Christmas is the day that holds all time together.
~Alexander Smith
My husband and I had decided we wanted to do something special to mark our first Christmas together. We went to one of the fancy department stores and bought an expensive glass ornament. It was beautiful — painted gold and covered in sparkles, with what looked like a burst of golden fireworks hanging in its hollow center.
The next year, we bought a delicate glass ball with an angel suspended in the center. The following Christmas we found a red velvet birdhouse with a small teddy bear looking out the door. He held a wrapped gift in his hand, and we knew our two-month-old daughter would love it when she was older.
Our annual ornament tradition continued, and with each addition came a story. The unfortunate, gangly, ten-inch tall snowman made of Styrofoam balls covered in yarn was bought the year we waited until the last minute and found the store shelves picked bare. Our daughter, who had been fussing in her stroller while we searched, smiled when she saw the snowman, and after that we went through a period when our kids seemed to pick our ornaments.
That’s how we ended up with the brilliant red glass mouse topped with wild yellow hair, and the corn husk country mouse, complete with cowboy hat and guitar, whose head repeatedly fell off.
As time passed, we chose ornaments to remind us of a major event from that year. The clear globe filled with sand and tiny shells was from the summer we went to the Outer Banks for a family reunion; the decorated miniature rolling pin commemorated the year we tore the house apart and moved the kitchen; and the bear swathed in scarves, hat, and snow pants was from the year we moved from the wintry North to warm Florida.
There are special ornaments for the years our son and daughter were married, and there are ornaments for the years each of our four grandchildren were born.
Each year, when I hang the ornaments among the lights, I take a trip down Memory Lane.
Next year, we will have been married fifty years, but there will be only forty-nine ornaments to unpack.
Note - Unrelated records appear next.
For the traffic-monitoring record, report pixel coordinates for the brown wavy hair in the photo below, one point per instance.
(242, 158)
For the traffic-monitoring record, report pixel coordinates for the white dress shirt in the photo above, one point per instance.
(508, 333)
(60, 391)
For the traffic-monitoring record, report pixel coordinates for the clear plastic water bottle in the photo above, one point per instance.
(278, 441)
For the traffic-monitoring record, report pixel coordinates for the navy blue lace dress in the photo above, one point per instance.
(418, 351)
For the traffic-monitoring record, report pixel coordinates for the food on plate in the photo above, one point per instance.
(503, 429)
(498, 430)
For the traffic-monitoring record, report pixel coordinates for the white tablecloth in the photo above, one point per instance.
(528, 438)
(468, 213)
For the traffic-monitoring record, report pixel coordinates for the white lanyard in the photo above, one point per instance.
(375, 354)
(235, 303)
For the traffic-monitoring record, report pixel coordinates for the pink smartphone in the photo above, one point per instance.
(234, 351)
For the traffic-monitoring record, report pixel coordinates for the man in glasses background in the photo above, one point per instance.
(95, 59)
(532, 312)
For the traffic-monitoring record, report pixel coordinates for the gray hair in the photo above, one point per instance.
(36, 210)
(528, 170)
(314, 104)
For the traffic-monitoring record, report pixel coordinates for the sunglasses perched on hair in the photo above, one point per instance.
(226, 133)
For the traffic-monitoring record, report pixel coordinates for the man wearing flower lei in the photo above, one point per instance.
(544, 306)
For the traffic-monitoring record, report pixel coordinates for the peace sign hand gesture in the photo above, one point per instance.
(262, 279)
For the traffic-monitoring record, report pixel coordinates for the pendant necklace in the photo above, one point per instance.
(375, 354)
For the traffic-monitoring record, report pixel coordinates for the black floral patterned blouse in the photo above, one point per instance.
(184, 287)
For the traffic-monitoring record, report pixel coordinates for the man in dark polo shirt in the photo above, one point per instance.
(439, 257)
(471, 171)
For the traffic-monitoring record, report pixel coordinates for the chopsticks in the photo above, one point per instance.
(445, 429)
It has always been that way — one ornament fewer than the number of years of married life. That’s because we spent that first Christmas nearly 9,000 miles apart — he in a canvas, wood-floored tent in Vietnam, and I in a room rented from an elderly woman.
For our fiftieth anniversary, we’ll do what we weren’t able to do that first Christmas of our marriage: search together for the most important ornament of all — one that represents the beginning of our lives together.